This is a world where the color of a person’s blood determines who they are and what they do. Those with silverblood have power, in the political and supernatural sense. Those who bleed red are normal. They are the lower class workers and soldiers. Life is hard, but uncomplicated for the Reds; they must find work before they turn 18. If they cannot (which many can’t), they will be
drafted conscripted into the Nortan army, where they will likely die on the front lines.
Mare Barrow is a Red who’s about to turn 18. She’s a pickpocket, which isn’t exactly considered legitimate work. But when she pickpockets the right person, she finds herself summoned to work at the palace, effectively taking her out of the running for conscription. In an accident, it’s revealed that Mare has powers. The King forces her to pose as a lost heiress to a Silver High House and uses her as a tool to quell the growing unrest among the Reds.
Just to get the inevitable discussion about the love-triangle out of the way, Maven and Mare should work so much better than Cal and Mare. Maven is kind, and believes in the same things Mare does, and he supports and protects her as she’s learning to navigate this new life. Cal is busy studying battle tactics and training and, oh yeah, spending time with his actual fiancee. But the chemistry between Cal and Mare is so much stronger. Which is something I’m sure Maven is used to; being overlooked in favor of his brother for something intangible like chemistry or charisma. And while I’m on the subject, don’t get me started on the upcoming Kilorn drama. We can ask Gale and Peeta how that one’s going to turn out.

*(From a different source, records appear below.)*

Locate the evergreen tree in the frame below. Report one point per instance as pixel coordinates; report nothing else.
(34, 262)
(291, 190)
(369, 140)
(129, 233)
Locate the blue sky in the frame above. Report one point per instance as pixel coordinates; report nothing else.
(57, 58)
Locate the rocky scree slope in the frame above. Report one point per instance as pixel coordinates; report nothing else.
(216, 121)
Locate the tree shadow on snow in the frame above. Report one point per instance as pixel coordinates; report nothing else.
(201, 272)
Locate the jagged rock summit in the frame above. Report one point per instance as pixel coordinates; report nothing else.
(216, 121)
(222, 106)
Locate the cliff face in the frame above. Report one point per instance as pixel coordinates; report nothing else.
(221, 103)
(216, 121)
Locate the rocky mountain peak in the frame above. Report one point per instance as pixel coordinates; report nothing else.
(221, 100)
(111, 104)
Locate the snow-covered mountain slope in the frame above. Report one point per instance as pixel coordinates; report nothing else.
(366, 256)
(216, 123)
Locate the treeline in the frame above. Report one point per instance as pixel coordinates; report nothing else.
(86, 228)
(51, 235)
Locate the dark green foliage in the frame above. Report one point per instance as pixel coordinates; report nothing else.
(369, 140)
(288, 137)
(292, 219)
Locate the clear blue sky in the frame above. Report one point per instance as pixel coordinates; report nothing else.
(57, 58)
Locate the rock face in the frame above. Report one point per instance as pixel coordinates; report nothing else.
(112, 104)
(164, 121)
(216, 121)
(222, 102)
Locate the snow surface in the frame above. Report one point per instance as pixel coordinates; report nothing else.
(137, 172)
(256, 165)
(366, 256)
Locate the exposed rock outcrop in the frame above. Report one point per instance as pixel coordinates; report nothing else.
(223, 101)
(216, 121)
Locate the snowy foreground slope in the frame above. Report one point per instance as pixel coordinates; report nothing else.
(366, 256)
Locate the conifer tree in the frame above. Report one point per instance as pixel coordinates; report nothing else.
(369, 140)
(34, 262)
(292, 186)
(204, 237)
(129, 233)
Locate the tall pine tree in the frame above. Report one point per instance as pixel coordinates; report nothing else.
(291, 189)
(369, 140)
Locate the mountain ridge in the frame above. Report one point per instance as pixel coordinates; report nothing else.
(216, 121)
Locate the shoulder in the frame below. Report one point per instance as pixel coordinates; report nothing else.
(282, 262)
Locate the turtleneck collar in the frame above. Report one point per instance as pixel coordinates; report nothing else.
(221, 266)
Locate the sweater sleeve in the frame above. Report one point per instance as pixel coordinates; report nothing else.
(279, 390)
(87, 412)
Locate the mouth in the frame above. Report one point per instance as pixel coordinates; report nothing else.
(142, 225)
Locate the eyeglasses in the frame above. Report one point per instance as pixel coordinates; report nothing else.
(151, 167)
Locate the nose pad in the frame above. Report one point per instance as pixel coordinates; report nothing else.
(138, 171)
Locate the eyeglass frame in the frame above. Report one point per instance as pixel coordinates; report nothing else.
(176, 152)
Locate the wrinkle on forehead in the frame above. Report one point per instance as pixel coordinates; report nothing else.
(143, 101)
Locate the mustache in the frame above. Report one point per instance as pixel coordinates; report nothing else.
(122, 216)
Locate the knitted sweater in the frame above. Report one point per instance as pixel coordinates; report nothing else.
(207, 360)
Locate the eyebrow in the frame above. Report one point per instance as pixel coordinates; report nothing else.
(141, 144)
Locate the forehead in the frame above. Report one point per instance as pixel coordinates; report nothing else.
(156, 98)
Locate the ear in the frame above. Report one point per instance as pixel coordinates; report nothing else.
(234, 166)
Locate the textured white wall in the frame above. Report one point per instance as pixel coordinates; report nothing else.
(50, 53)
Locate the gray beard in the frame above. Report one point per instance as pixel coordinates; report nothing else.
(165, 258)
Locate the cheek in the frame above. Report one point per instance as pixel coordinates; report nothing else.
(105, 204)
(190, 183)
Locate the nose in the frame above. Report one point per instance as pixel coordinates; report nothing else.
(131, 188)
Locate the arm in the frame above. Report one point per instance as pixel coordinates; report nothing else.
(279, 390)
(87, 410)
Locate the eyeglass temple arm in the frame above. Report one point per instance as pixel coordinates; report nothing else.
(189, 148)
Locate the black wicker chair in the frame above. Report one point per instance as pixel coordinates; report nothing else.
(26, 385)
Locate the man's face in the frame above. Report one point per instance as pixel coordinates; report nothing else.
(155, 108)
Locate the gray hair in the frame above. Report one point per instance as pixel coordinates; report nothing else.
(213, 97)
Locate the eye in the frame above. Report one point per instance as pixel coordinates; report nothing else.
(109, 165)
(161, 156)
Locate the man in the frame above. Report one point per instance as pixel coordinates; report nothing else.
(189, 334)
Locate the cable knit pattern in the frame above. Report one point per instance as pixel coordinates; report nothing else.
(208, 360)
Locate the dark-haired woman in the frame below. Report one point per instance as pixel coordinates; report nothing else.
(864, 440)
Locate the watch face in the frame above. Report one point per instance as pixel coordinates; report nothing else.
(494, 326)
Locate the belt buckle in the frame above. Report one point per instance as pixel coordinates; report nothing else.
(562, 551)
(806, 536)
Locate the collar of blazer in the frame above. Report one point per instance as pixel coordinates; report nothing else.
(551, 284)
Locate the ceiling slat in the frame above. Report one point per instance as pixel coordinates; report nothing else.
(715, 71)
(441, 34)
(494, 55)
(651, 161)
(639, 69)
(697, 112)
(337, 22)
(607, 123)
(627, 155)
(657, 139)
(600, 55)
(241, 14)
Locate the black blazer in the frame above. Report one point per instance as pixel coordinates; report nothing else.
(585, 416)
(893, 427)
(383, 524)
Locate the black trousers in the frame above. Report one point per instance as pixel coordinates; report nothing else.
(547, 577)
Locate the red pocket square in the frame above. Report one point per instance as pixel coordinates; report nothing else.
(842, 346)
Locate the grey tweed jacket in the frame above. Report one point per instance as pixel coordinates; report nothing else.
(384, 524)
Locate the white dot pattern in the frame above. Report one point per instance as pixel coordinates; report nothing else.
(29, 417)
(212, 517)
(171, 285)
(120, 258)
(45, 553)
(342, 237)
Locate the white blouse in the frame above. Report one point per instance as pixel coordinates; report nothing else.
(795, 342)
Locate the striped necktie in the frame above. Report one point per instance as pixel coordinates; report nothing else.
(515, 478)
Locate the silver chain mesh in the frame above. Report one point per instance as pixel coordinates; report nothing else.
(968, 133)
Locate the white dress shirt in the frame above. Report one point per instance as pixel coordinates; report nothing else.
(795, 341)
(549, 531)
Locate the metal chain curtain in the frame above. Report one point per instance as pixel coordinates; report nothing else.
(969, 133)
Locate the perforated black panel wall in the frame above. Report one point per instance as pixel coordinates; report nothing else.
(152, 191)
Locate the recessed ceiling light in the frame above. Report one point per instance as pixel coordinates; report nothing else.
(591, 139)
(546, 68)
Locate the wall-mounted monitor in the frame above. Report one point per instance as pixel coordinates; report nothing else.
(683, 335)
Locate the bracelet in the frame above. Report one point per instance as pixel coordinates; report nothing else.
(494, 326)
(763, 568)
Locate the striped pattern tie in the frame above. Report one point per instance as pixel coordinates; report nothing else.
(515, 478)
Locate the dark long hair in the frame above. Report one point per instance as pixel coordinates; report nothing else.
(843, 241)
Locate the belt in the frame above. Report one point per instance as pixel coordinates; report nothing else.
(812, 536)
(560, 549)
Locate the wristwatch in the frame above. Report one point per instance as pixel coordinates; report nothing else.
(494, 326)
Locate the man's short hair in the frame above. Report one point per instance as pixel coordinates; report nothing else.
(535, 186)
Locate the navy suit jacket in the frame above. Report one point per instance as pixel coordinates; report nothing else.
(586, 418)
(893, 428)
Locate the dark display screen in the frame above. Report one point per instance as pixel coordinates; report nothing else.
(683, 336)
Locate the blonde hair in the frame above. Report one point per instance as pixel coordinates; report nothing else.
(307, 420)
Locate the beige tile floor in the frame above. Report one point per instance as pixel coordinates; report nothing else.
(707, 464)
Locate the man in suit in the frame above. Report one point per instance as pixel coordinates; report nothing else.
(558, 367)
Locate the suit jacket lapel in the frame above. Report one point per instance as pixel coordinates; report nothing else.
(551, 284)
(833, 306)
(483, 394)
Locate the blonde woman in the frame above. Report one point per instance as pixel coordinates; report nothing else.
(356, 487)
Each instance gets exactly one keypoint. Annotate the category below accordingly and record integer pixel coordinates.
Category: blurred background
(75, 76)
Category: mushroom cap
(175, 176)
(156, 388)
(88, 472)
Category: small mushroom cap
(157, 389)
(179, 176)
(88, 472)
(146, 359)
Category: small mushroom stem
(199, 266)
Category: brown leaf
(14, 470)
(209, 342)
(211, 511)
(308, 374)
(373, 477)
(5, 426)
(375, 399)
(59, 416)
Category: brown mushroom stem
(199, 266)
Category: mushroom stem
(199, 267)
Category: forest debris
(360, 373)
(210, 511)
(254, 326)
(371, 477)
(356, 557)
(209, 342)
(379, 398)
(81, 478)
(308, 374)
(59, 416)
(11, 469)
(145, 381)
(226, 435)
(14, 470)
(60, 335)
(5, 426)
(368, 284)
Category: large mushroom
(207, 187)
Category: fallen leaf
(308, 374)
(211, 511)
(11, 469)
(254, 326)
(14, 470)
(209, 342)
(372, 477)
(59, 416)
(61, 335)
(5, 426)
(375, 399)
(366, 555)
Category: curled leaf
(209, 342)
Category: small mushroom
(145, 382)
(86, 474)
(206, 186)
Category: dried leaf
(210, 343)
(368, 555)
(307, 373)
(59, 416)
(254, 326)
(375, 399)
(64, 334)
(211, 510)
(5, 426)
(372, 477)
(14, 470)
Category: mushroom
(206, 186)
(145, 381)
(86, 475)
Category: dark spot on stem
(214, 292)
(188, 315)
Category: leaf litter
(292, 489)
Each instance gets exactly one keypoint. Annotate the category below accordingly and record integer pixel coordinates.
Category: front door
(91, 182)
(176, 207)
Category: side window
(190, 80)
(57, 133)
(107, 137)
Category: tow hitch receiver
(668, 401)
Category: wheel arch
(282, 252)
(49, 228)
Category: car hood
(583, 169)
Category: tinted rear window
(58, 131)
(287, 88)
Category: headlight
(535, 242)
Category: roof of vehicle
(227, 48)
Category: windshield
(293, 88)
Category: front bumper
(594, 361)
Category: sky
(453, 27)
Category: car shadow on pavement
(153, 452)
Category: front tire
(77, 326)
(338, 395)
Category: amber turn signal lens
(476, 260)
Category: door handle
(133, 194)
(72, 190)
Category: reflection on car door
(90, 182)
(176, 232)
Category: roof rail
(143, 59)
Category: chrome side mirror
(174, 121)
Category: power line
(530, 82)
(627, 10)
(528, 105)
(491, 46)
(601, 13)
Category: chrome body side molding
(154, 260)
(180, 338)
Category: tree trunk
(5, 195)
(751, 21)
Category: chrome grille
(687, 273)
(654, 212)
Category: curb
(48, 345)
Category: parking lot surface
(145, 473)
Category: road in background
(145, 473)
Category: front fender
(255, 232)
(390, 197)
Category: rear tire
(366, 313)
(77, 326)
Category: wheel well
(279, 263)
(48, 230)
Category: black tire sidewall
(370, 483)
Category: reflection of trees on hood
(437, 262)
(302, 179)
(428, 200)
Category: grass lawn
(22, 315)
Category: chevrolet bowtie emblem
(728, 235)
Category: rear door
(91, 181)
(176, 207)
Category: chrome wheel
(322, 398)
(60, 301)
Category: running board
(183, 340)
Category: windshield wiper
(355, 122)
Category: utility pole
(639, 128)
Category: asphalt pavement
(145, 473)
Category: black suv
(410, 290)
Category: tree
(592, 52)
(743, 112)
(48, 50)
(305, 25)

Mare is self-centered. She makes some poor attempt to help a once-scrawny boy turned best friend who she can’t seem to get rid of and who obviously doesn’t want to be saved in an effort to help her conscious. Golly gee, can’t wait for the oncoming boy next door triangle. Her self-centeredness ruins her sister’s career; her need to save herself results in the hunting-down and the execution of her friends; her belief that the Prince is so in love with her destroys Scarlet Guard’s plans for a coup. She shows no development and never stops to take a look at herself, choosing instead to think about how awful the snakes she’s being forced to live with are.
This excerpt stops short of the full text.